Scan: Sequential scan, index scan, index-only scan (covers all needed columns), bitmap index scan (batches random I/Os into sorted heap fetches), or a combination of multiple indexes via bitmap AND/OR.
Join: Nested loop (best for small outer + indexed inner), hash join (best for large equality joins with no useful sort order), merge join (best when inputs are already sorted or a sort is needed anyway for ORDER BY).
Aggregation: Hash aggregate (group into hash table, one pass) vs. sort + stream aggregate (sort by group key, then scan linearly — avoids memory limits).
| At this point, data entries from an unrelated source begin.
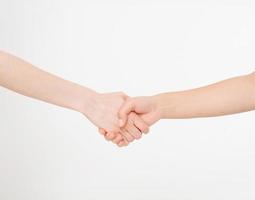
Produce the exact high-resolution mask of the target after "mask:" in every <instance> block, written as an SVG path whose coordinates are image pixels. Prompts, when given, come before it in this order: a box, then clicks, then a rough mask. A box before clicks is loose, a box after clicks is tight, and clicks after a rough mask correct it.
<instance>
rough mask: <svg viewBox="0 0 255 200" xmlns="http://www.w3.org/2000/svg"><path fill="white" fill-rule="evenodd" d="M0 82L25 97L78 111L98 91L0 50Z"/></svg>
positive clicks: (85, 103)
mask: <svg viewBox="0 0 255 200" xmlns="http://www.w3.org/2000/svg"><path fill="white" fill-rule="evenodd" d="M0 85H1V86H3V87H6V88H8V89H10V90H13V91H15V92H17V93H20V94H23V95H25V96H29V97H32V98H36V99H39V100H42V101H46V102H48V103H51V104H55V105H58V106H62V107H65V108H70V109H73V110H77V111H81V110H82V109H83V106H84V104H90V102H92V101H93V98H95V96H96V94H97V93H96V92H94V91H92V90H90V89H88V88H85V87H83V86H80V85H78V84H75V83H72V82H70V81H67V80H64V79H62V78H60V77H57V76H55V75H52V74H49V73H47V72H45V71H43V70H41V69H38V68H36V67H34V66H32V65H31V64H30V63H27V62H26V61H24V60H22V59H20V58H17V57H15V56H13V55H10V54H7V53H4V52H1V51H0ZM82 96H83V98H81V97H82Z"/></svg>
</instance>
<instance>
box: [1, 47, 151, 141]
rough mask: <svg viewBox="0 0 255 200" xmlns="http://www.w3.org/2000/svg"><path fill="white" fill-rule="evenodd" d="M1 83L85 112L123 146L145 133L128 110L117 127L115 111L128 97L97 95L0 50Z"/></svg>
mask: <svg viewBox="0 0 255 200" xmlns="http://www.w3.org/2000/svg"><path fill="white" fill-rule="evenodd" d="M0 85H1V86H3V87H5V88H8V89H10V90H12V91H15V92H17V93H19V94H22V95H25V96H28V97H31V98H35V99H38V100H41V101H44V102H47V103H51V104H54V105H57V106H61V107H64V108H68V109H72V110H75V111H78V112H80V113H82V114H83V115H85V116H86V117H87V118H88V119H89V120H90V121H91V122H92V123H93V124H94V125H95V126H96V127H98V128H100V132H101V133H102V134H103V135H104V137H105V138H106V139H107V140H112V141H113V142H114V143H116V144H118V145H119V146H126V145H127V144H128V143H129V142H132V141H133V140H134V139H139V138H140V137H141V133H142V132H148V125H147V124H146V123H145V122H144V121H143V120H142V119H141V118H140V117H138V115H137V114H135V113H134V112H130V114H129V115H128V117H127V119H126V122H127V123H126V125H125V126H122V127H121V128H120V127H119V123H118V120H119V119H118V111H119V109H120V107H121V105H122V104H123V103H124V102H125V100H126V99H127V96H126V95H125V94H124V93H122V92H117V93H110V94H100V93H97V92H95V91H93V90H91V89H89V88H86V87H84V86H81V85H78V84H76V83H73V82H70V81H67V80H64V79H62V78H60V77H57V76H55V75H52V74H50V73H48V72H45V71H43V70H41V69H39V68H37V67H34V66H33V65H31V64H30V63H28V62H26V61H24V60H22V59H20V58H17V57H15V56H13V55H10V54H8V53H5V52H2V51H0Z"/></svg>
The optimizer generates all valid physical plans for the chosen logical plan and picks the minimum-cost one. GUC parameters like enable_hashjoin = off can disable specific strategies for debugging or forcing a plan.

Adaptive Query Execution

Static optimization fails when cardinality estimates are wrong — a common occurrence with skewed data, correlated predicates, or after data changes that outpace statistics updates. Adaptive query execution (AQE) re-optimizes at runtime using actual statistics collected during execution.

Apache Spark’s AQE (introduced in Spark 3.0) re-optimizes after each shuffle stage: it reads actual partition size statistics from completed stages to make better decisions for downstream stages — dynamically coalescing small partitions, converting sort-merge joins to broadcast hash joins when the build side turns out to be small, and skew join handling.

PostgreSQL does not re-optimize mid-query but has made estimation more robust through multi-column extended statistics, improved MCV lists, and the JIT-compiled execution engine (reducing the cost of plan changes). Some commercial databases (SQL Server, Oracle) support re-optimization via "cardinality feedback" across query executions.

Caching Query Plans

Query parsing and optimization are expensive. Prepared statements amortize this cost by caching the plan across executions.

PostgreSQL uses a two-mode strategy for generic (parameterized) plans:

Custom plan: Re-optimized on each execution with the actual parameter values substituted. Better plan quality but pays planning overhead every time.
Generic plan: Planned once without specific parameter values. Reused across executions. PostgreSQL switches to a generic plan after 5 custom-plan executions if its estimated cost is within plan_cache_mode threshold.

Plan caches must be invalidated when the underlying schema or statistics change significantly — PostgreSQL does this by tracking a catalog version counter. In connection poolers like PgBouncer in transaction-mode pooling, prepared statements are not forwarded to the server, which forces re-planning on every execution — a common source of performance surprises when migrating to a pooler.